Ce partage entraîne, d'une part, une surconsommation de combustible et, d'autre part, une température brûlante de sortie de l'eau chaude sanitaire et/ou de chauffage pour l'une des deux résidences afin de permettre que cette température soit suffisante une fois le fluide envoyé à l'autre ensemble immobilier.
Pour remédier aux problèmes, le syndicat de la résidence accueillant la chaudière assigne l'autre afin d'être autorisé à découpler l'installation. En réponse, le syndicat voisin se prévaut de l'existence d'une servitude conventionnelle sur le local à usage de chaufferie.

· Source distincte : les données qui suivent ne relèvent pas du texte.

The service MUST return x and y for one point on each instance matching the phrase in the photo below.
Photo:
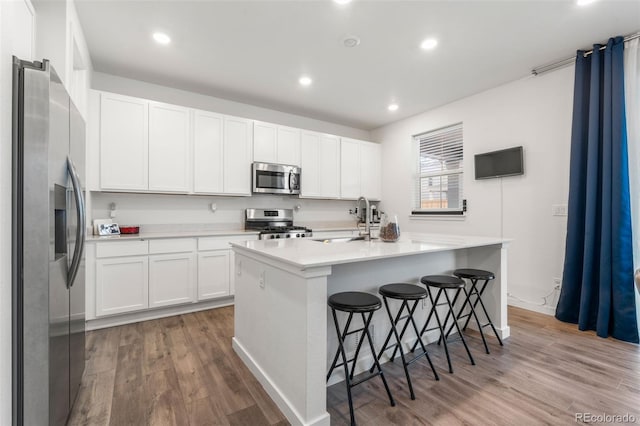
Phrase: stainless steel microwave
(276, 178)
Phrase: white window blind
(440, 171)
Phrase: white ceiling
(255, 51)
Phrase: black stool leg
(373, 352)
(424, 349)
(344, 335)
(398, 340)
(435, 311)
(345, 364)
(459, 331)
(426, 324)
(386, 341)
(450, 313)
(472, 312)
(486, 314)
(355, 357)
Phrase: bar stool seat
(403, 291)
(474, 276)
(443, 283)
(406, 293)
(365, 304)
(474, 273)
(354, 301)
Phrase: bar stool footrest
(364, 379)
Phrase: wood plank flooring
(182, 371)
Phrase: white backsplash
(195, 210)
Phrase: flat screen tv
(506, 162)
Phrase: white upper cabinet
(276, 144)
(370, 170)
(320, 161)
(350, 168)
(169, 148)
(288, 146)
(208, 141)
(360, 169)
(237, 156)
(265, 145)
(124, 142)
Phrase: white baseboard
(274, 392)
(547, 310)
(132, 317)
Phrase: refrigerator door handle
(81, 230)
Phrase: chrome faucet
(367, 219)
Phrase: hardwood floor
(182, 371)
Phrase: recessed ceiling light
(351, 40)
(161, 38)
(305, 81)
(429, 43)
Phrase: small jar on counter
(389, 228)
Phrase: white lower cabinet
(171, 279)
(138, 275)
(122, 285)
(214, 274)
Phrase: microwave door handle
(81, 229)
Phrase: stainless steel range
(274, 223)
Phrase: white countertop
(306, 253)
(176, 234)
(159, 233)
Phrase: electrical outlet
(559, 210)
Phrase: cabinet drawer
(121, 248)
(220, 243)
(172, 245)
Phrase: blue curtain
(597, 284)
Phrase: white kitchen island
(283, 328)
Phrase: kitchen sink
(340, 240)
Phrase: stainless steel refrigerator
(49, 232)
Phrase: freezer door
(75, 212)
(59, 253)
(31, 217)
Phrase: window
(440, 171)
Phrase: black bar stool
(365, 304)
(406, 293)
(474, 276)
(444, 283)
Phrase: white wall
(190, 210)
(17, 37)
(125, 86)
(534, 112)
(60, 40)
(178, 210)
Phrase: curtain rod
(568, 61)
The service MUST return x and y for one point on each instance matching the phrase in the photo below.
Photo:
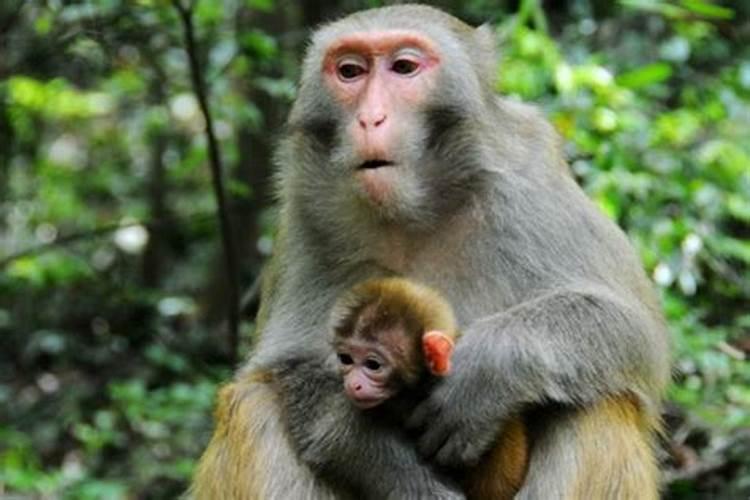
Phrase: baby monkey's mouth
(373, 164)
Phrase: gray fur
(550, 296)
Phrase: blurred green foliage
(110, 274)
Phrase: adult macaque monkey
(401, 160)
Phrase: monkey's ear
(437, 348)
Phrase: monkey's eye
(404, 66)
(345, 359)
(373, 364)
(349, 69)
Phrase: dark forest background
(126, 297)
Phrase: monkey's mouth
(374, 164)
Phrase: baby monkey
(389, 334)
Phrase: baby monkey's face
(369, 371)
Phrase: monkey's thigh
(599, 453)
(502, 471)
(249, 456)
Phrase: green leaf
(706, 9)
(645, 76)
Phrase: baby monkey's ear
(438, 349)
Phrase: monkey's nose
(373, 121)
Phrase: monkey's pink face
(368, 374)
(380, 80)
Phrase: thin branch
(186, 15)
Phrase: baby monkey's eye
(372, 364)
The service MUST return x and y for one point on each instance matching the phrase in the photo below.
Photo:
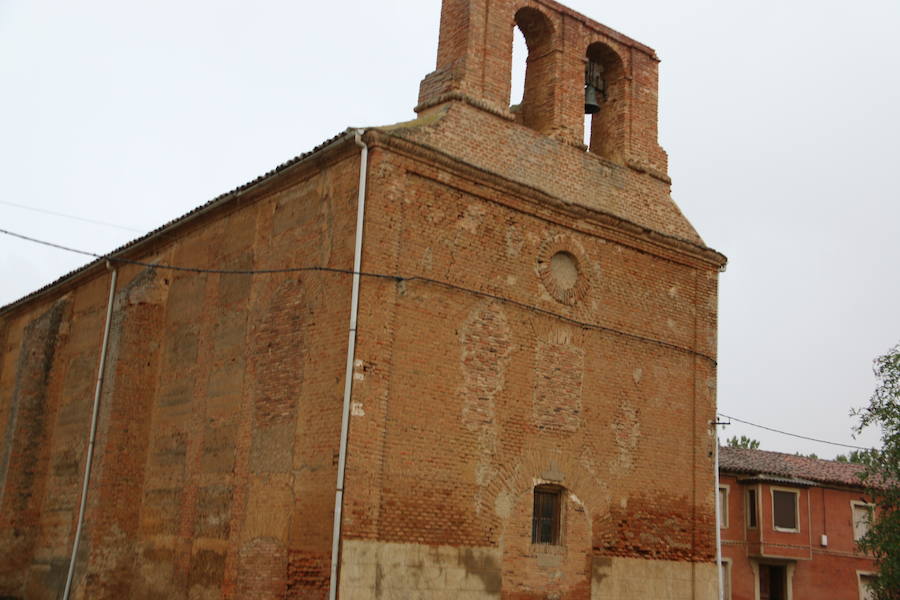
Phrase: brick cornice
(603, 223)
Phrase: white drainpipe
(348, 374)
(718, 517)
(93, 436)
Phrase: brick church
(465, 356)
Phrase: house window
(751, 509)
(723, 506)
(862, 517)
(545, 519)
(784, 510)
(866, 584)
(773, 584)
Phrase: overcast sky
(780, 119)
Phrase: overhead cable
(397, 278)
(802, 437)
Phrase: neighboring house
(525, 408)
(790, 525)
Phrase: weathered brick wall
(549, 316)
(490, 378)
(215, 460)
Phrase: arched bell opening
(538, 97)
(604, 102)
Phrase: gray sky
(780, 119)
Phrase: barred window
(545, 518)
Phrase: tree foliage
(854, 456)
(882, 474)
(744, 442)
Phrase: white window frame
(859, 578)
(754, 509)
(796, 493)
(723, 505)
(854, 504)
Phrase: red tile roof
(763, 462)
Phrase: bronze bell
(591, 104)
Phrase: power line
(67, 216)
(396, 278)
(802, 437)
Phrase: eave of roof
(778, 465)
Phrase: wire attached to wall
(396, 278)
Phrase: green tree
(744, 442)
(855, 456)
(882, 474)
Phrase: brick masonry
(550, 319)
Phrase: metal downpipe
(348, 374)
(93, 436)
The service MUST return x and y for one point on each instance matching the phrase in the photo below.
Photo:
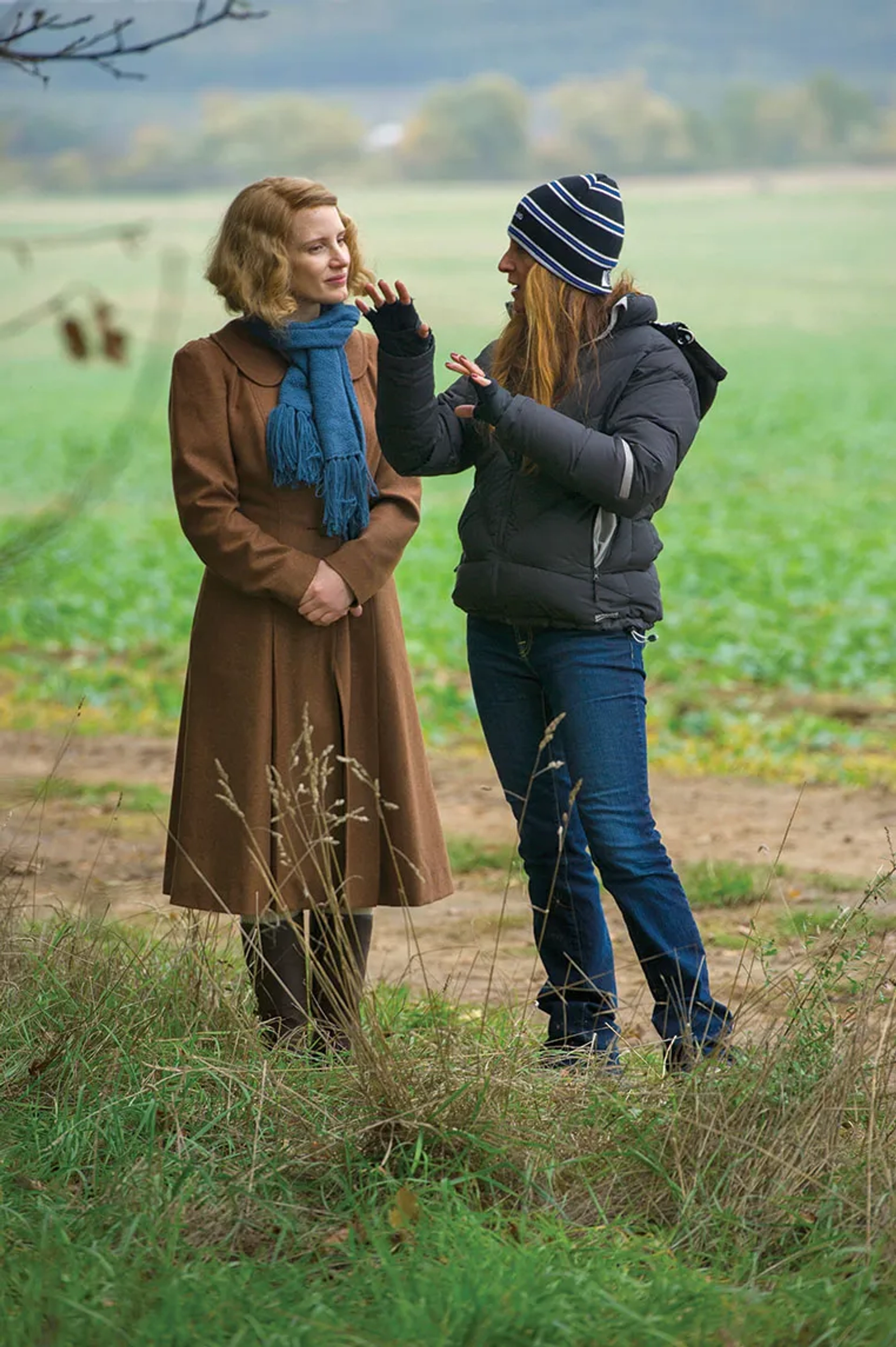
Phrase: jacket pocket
(602, 538)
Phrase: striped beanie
(574, 227)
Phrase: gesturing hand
(395, 320)
(327, 599)
(491, 399)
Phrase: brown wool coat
(255, 663)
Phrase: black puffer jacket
(571, 544)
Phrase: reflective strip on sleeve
(629, 472)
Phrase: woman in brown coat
(296, 659)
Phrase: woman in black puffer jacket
(575, 422)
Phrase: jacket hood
(633, 311)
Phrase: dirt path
(78, 852)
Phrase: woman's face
(516, 266)
(319, 258)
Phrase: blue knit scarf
(315, 436)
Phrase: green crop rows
(777, 654)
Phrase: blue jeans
(523, 679)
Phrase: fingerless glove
(491, 402)
(396, 328)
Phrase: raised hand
(393, 310)
(493, 401)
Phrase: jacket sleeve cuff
(356, 573)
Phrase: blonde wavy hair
(249, 259)
(539, 352)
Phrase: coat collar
(264, 366)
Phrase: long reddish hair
(539, 352)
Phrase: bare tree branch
(26, 538)
(128, 235)
(103, 48)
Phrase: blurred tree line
(483, 128)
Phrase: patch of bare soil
(72, 854)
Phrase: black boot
(339, 947)
(278, 965)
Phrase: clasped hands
(395, 318)
(329, 599)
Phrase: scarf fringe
(346, 489)
(295, 456)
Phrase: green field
(777, 654)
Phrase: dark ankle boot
(339, 945)
(278, 965)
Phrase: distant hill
(686, 46)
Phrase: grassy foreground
(166, 1182)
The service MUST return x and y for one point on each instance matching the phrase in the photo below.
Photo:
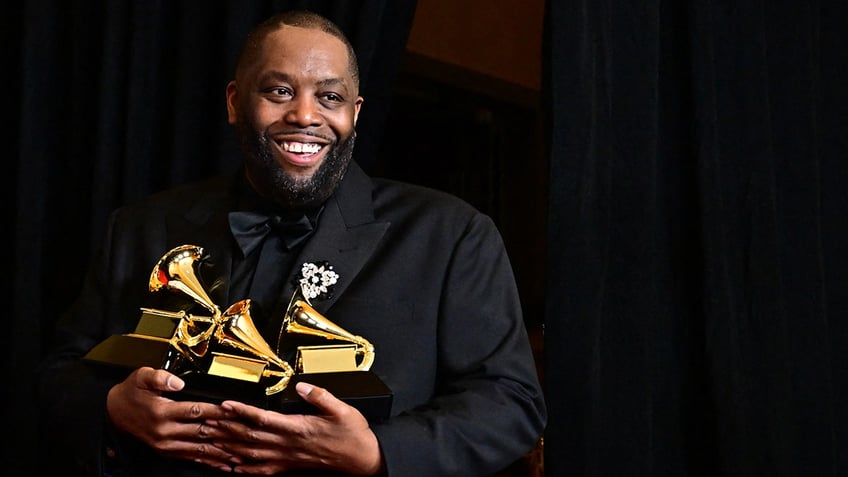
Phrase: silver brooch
(317, 280)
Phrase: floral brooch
(316, 280)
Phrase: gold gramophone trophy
(221, 355)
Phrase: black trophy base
(363, 390)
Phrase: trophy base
(363, 390)
(130, 351)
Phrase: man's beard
(272, 181)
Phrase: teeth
(300, 147)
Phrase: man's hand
(336, 437)
(172, 428)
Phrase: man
(421, 274)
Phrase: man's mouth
(301, 147)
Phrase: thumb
(319, 397)
(165, 381)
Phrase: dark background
(687, 265)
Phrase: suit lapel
(346, 237)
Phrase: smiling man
(420, 273)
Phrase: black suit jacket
(422, 275)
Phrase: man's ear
(356, 107)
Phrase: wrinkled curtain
(697, 301)
(108, 101)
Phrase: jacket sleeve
(488, 409)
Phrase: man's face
(295, 110)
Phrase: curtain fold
(696, 307)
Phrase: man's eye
(333, 97)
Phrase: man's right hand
(172, 428)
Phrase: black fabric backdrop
(697, 288)
(696, 309)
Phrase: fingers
(158, 380)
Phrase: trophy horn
(302, 318)
(175, 271)
(237, 330)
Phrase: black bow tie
(251, 228)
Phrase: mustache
(286, 132)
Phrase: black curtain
(107, 101)
(697, 300)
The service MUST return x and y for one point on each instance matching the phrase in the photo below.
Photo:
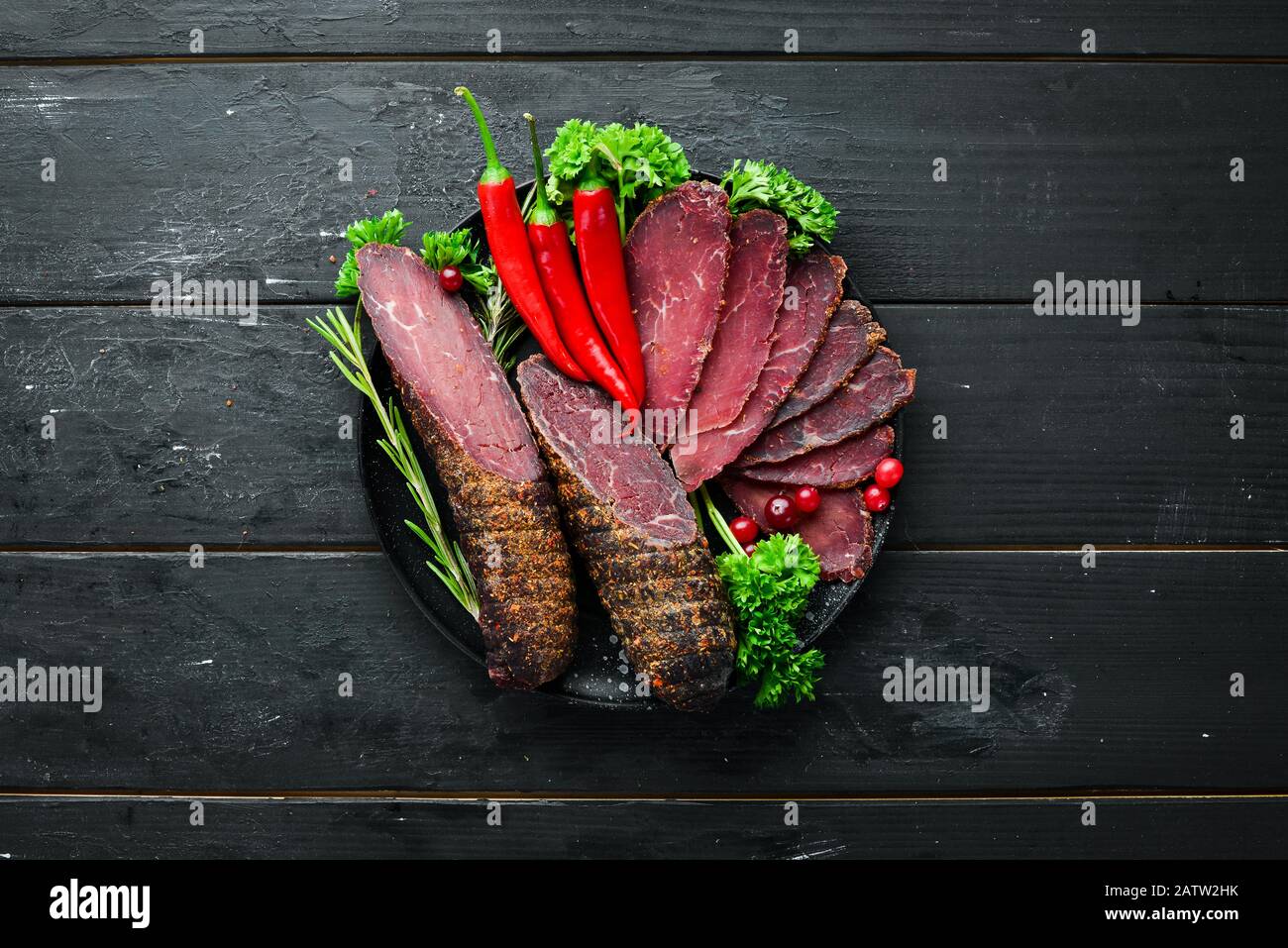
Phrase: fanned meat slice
(677, 262)
(754, 290)
(810, 296)
(840, 531)
(638, 537)
(872, 394)
(503, 507)
(850, 340)
(838, 466)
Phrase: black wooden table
(130, 154)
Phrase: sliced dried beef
(677, 261)
(872, 394)
(811, 294)
(754, 290)
(469, 419)
(844, 464)
(850, 340)
(638, 537)
(840, 531)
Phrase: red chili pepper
(553, 254)
(603, 268)
(506, 239)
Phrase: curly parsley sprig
(769, 591)
(639, 162)
(458, 249)
(387, 228)
(761, 184)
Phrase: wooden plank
(231, 171)
(111, 828)
(1061, 430)
(1006, 27)
(227, 678)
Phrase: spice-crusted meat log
(465, 411)
(838, 466)
(638, 537)
(850, 340)
(840, 531)
(811, 294)
(754, 290)
(872, 394)
(677, 261)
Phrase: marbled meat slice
(850, 340)
(872, 394)
(840, 531)
(469, 419)
(838, 466)
(638, 537)
(810, 296)
(754, 290)
(677, 262)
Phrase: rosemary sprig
(449, 562)
(500, 322)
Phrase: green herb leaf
(500, 322)
(460, 250)
(387, 228)
(639, 162)
(449, 562)
(761, 184)
(769, 591)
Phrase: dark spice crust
(509, 533)
(666, 603)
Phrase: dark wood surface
(1111, 683)
(231, 168)
(97, 828)
(151, 454)
(660, 27)
(227, 678)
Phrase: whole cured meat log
(872, 394)
(638, 537)
(850, 340)
(677, 261)
(838, 466)
(810, 296)
(503, 507)
(840, 531)
(754, 290)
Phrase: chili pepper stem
(541, 210)
(494, 170)
(717, 520)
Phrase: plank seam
(643, 56)
(476, 796)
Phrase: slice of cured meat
(810, 296)
(872, 394)
(677, 261)
(638, 537)
(850, 340)
(838, 466)
(840, 531)
(754, 290)
(503, 507)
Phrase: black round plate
(599, 673)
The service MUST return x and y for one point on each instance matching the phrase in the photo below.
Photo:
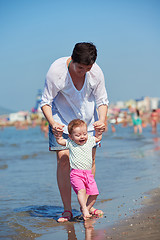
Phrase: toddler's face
(79, 135)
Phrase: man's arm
(100, 125)
(47, 111)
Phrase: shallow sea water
(127, 166)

Se fondant sur les articles 690 et 691 du Code civil, qui disposent que les servitudes continues et apparentes s'acquièrent par titre, ou par la possession de 30 ans et que les servitudes continues non apparentes, et les servitudes discontinues apparentes ou non apparentes, ne peuvent s'établir que par titres, la cour d'appel reconnaît l'existence de la servitude conventionnelle et rejette la demande de découplage. Elle relève que les procès-verbaux d'assemblées font mention de la localisation de la chaufferie, de la répartition des frais et de la souscription d'un contrat d'entretien commun aux deux résidences. Elle retient donc une démarche active du syndicat de la résidence d’implantation de la chaufferie d’accorder au syndicat de l’autre résidence une servitude d’utilisation de son local de chaufferie.
Censure de la Cour de cassation. Les procès-verbaux d'assemblées pris en considération ne caractérisent pas une volonté claire et non équivoque du syndicat de la résidence dans laquelle se situe la chaufferie de créer une servitude d'usage grevant son fonds au profit de celui du syndicat de la résidence voisine. Une fois l'existence d'une servitude écartée, la demande de découplage ne pouvait pas être rejetée sur ce fondement.
A noter :
Le promoteur des deux résidences aura donc été bien léger. Techniquement d'abord, car le système de chaudière partagée retenu n'apportait pas un confort similaire aux deux ensembles et consommait beaucoup. Juridiquement ensuite, car l'existence d'une servitude aurait pu être établie dans le règlement de copropriété, par une clause dépourvue d'ambiguïté. Le Code civil prévoit, en effet, que les servitudes continues mais non apparentes, ainsi que les servitudes discontinues, apparentes ou non, ne peuvent s'établir que par titres. Leur acquisition par prescription est exclue. La possession, même immémoriale, ne suffit donc pas pour les établir.